We are, in essence, expected to finish our route every day regardless of the time spent.
I spoke today with a driver from Frito-Lay who informed me that he was compensated in the same fashion and was eventually awarded back overtime pay after some litigation.
Can you shed any light on this situation for me?
The answer is a qualified yes. But this scenario presents one of the more complicated types of overtime questions. The analysis considers the amount of time you spend engaged in sales activities versus delivery activities. What is clear, however, is that you'll need to speak to an attorney who has experience in this type of wage and hour case.

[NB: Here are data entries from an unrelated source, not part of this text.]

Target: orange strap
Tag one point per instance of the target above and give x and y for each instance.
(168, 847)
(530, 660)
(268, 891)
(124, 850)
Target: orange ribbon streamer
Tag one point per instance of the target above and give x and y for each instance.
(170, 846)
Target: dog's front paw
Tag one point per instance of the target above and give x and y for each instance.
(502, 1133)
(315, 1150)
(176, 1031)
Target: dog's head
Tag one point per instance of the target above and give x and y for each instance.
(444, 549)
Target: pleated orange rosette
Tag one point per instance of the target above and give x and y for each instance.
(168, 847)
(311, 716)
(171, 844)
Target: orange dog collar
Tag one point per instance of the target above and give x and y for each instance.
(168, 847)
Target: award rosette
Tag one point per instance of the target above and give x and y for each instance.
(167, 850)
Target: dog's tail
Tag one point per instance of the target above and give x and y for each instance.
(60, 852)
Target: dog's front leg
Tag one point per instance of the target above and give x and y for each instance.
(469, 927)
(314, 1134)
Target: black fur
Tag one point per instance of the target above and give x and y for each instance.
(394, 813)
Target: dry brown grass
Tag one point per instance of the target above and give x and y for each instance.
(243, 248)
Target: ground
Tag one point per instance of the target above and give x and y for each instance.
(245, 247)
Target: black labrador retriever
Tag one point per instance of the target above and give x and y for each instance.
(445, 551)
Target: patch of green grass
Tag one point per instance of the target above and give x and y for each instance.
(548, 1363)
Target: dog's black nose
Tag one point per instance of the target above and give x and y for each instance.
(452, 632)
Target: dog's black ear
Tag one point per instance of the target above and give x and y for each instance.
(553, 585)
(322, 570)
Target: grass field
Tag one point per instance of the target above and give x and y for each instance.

You are owed overtime pay if you don't make at least $13.50 per hour AND if under 50% of your pay is commission based. It is called the Commission Pay Exception to Overtime. Calculate your hours and pay and determine if you have earned at least $13.50 per hour and if over 50% of your pay is based on commissions. If you believe you are owed overtime, you can discuss it with your employer or call an employment law attorney to discuss. It is unlawful for your employer to retaliate against you for asserting your right to overtime pay if you do so in good faith. Find contact info for employment law attorneys on Avvo.com.
I'm going to disagree respectfully with my colleagues. I think there is a good chance you are owed overtime compensation, and I don't believe that either of the two exemptions mentioned by my colleagues applies.

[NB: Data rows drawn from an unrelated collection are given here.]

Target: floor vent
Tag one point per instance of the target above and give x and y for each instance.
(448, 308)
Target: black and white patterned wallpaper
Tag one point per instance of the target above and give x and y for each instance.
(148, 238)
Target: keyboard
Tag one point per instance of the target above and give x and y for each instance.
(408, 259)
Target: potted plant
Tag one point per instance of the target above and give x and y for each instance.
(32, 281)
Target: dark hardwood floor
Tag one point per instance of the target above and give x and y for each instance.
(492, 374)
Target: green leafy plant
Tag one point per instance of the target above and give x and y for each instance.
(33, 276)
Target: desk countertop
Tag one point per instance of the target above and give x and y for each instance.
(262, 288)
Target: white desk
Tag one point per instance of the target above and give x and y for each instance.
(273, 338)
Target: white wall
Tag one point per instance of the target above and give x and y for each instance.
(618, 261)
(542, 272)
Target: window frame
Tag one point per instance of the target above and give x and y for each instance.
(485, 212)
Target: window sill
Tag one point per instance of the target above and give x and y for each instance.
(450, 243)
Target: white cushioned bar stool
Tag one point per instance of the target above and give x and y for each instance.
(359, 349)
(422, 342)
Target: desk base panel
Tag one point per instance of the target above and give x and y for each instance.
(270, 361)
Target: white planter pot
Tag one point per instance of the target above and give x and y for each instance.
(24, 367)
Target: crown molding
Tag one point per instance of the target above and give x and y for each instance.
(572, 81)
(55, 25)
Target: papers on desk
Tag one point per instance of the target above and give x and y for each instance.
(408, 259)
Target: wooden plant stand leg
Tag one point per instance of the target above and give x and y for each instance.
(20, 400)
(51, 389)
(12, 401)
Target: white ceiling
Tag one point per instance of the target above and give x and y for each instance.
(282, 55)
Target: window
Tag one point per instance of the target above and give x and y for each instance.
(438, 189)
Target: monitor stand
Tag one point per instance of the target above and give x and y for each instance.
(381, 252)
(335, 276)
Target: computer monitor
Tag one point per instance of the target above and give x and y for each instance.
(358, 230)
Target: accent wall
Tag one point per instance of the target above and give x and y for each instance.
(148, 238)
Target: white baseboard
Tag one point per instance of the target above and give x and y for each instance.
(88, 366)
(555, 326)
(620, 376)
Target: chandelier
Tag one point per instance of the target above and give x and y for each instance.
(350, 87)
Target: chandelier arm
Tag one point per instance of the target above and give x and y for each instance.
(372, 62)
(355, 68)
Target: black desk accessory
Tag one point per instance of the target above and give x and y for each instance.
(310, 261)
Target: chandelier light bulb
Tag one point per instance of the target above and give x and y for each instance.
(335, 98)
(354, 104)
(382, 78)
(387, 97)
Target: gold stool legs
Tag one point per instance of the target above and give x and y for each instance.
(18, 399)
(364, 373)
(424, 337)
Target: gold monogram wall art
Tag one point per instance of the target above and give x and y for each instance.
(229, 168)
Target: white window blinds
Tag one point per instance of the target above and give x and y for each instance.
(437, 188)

First, you are a delivery driver following a delivery route; it doesn't sound like you are doing any sales. Therefore, the outside salesperson exemption (hinted at by Mr. Olsen) should not apply. Second, because it appears you are employed in the transportation industry (i.e. "any industry, business, or establishment operated for the purpose of conveying persons or property from one place to another whether by rail, highway, air, or water, and all operations and services in connection therewith..."), you should be covered by Wage Order No. 9, which does not provide for a "Commission Pay Exception" alluded to by Ms. Karila.

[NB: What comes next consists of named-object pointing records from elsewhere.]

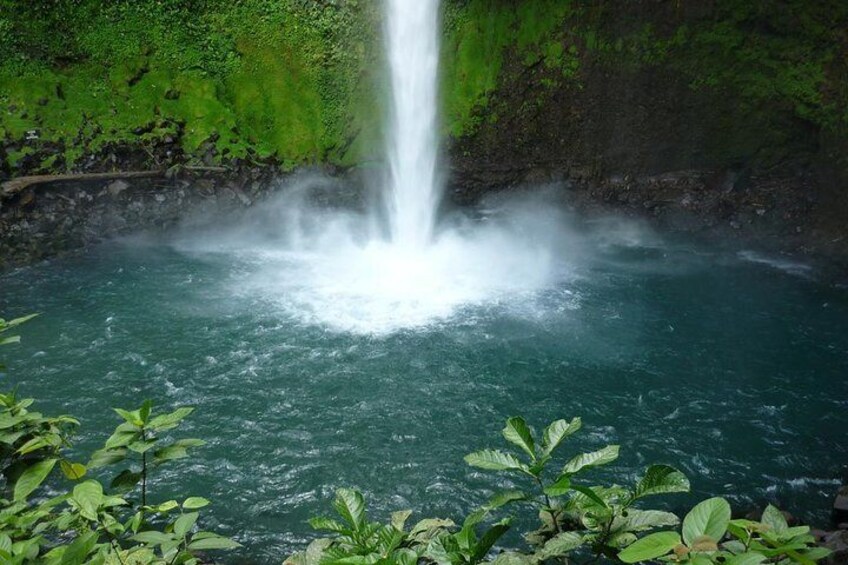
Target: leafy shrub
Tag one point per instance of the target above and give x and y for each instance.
(86, 523)
(577, 519)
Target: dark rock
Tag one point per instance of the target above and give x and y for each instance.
(117, 186)
(840, 506)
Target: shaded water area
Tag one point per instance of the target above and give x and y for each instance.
(729, 366)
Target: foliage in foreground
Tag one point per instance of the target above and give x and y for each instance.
(77, 521)
(44, 519)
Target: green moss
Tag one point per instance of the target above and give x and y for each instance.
(481, 34)
(282, 79)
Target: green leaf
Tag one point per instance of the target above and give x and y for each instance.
(18, 321)
(142, 446)
(169, 421)
(125, 481)
(640, 520)
(132, 417)
(708, 518)
(560, 487)
(78, 550)
(31, 478)
(144, 411)
(213, 543)
(152, 538)
(74, 471)
(427, 528)
(169, 453)
(166, 506)
(559, 545)
(602, 456)
(511, 558)
(490, 538)
(105, 457)
(122, 438)
(518, 433)
(184, 523)
(319, 523)
(350, 505)
(650, 547)
(89, 496)
(495, 460)
(661, 479)
(748, 558)
(590, 494)
(773, 518)
(195, 502)
(558, 431)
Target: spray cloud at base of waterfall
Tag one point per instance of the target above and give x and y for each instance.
(366, 272)
(327, 266)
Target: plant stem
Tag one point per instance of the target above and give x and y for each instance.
(143, 471)
(548, 504)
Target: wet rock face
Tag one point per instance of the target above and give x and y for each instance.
(48, 219)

In any event, you should discuss your situation with an experienced employment lawyer to determine your rights and your next step. Many of us offer free consultations and do not charge any money up front, so do not let financial concerns stop you from retaining an attorney.
This is an interesting question, which as you can see from the varied responses, calls for more detail on your particular situation. Overtime exemptions re governed by several wage orders, which apply differently to different industries and job categories. It is complicated. Boiling it down, though, if you are not getting commissions that exceed half of your pay, you are entitled to overtime. You must get paid your commissions every pay period, when they are earned. Even if you are getting commissions, there may be arguments to make that the commission sales exemption does not apply, for example, if you work for transportation company, not a wholesaler. You should take a few pay stubs and time cards and commission sheets in to see a local employment lawyer who can advise you. You can find this type of lawyer Avvo, and most who know this area of law will give a free consultation on this sort of issue.
More facts could change the answer. This response is not legal advice.